Le jour où je le récupère pour le glisser dans mon cartable, il a l’air relativement inoffensif. Il peut même rester presque aimable et compatible avec mon hypertrichose palmaire pendant quelques jours, le temps de le feuilleter distraitement en attendant que le masque régénérant aux algues marines fasse effet, et de glaner çà et là quelques formules justes et rassurantes. Il a l’air anodin, comme ça, pile de papiers parmi tant d’autres piles de papiers.
Et puis, au fur et à mesure que l’échéance de la remise des notes approche, le supplice chinois qu’il porte en lui devient de plus en plus évident, et il subit une curieuse métamorphose. Il devient hostile, hérissé d’épines, agressif, tourmenteur. Il émet une fluorescence subliminale qui attire mon regard comme un aimant chargé d’ondes maléfiques. J’essaie de le pousser dans un coin, de le cacher sous un monceau de chemises multicolores, de l’ensevelir sous les innombrables ouvrages à lire pour mon prochain article, de le perdre négligemment à la piscine, de malencontreusement l’oublier sur une banquette de métro, de l’attacher distraitement à un arbre sur une aire d’autoroute, rien n’y fait.
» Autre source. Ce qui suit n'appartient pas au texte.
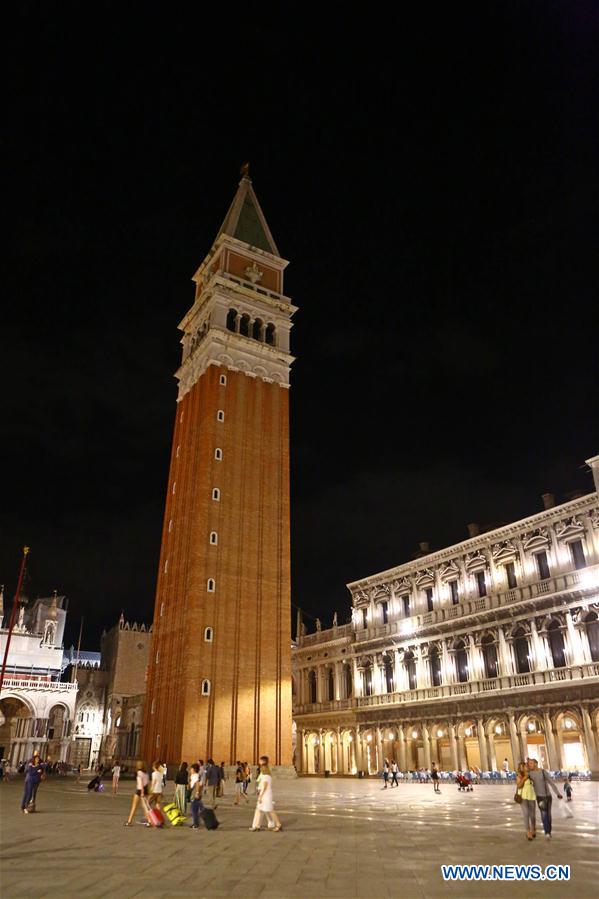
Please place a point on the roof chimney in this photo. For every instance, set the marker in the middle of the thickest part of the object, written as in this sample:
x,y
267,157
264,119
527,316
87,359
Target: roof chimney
x,y
594,466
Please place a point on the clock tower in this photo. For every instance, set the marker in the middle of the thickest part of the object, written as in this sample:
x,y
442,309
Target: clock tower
x,y
219,675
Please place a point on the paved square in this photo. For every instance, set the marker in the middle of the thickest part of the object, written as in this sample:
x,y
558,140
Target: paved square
x,y
342,838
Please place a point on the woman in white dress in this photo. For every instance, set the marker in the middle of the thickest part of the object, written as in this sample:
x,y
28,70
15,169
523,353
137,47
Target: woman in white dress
x,y
265,803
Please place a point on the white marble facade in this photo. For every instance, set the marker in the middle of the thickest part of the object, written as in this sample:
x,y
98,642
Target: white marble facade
x,y
484,651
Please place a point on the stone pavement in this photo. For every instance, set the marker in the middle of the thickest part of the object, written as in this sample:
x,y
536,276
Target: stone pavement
x,y
341,838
Il revient tarauder ma conscience, il hante mes cauchemars et, tant que je ne me serai pas assise face à lui, un stylo rouge à lèvres et vengeur à la main, il ne cessera plus de prendre des proportions alarmantes.
Donc voilà, c’est le jour J. J’ai fait le calcul, à raison de 20 mn par copie en moyenne, il va me falloir au moins treize heures pour venir à bout de mon modeste paquet de 40 devoirs (mon hypertrichose a failli faire une crise d’épilepsie en constatant que je songeais à évoquer la correction des 120 copies de L1, je dois faire attention, ses nerfs sont fragiles en ce moment, je m’abstiens donc). Sachant que 20 mn, c’est dans les bons jours, quand j’ai passé une nuit paisible et reposante, que j’ai pu faire deux siestes + un bain de soleil + une séance d’UV le jour précédent, que mon esprit n’est pas préoccupé par la préparation d’un colloque sur l’otium, la rédaction d’une communication urgente ou la soutenance imminente d’un mémoire que je n’ai pas encore eu le temps de lire (autant dire que les bons jours, ils se font rares), il faut généralement compter une marge de 5/10 mn supplémentaire par copie, soit au moins deux heures de plus au total. Comme je dois rendre mes copies avant la fin de la semaine, et que je ne suis pas wonderwoman mais super feignasse, je n’arriverai pas à tenir un marathon non stop de treize à quinze heures. La conclusion est donc claire : je ne peux plus repousser l’échéance.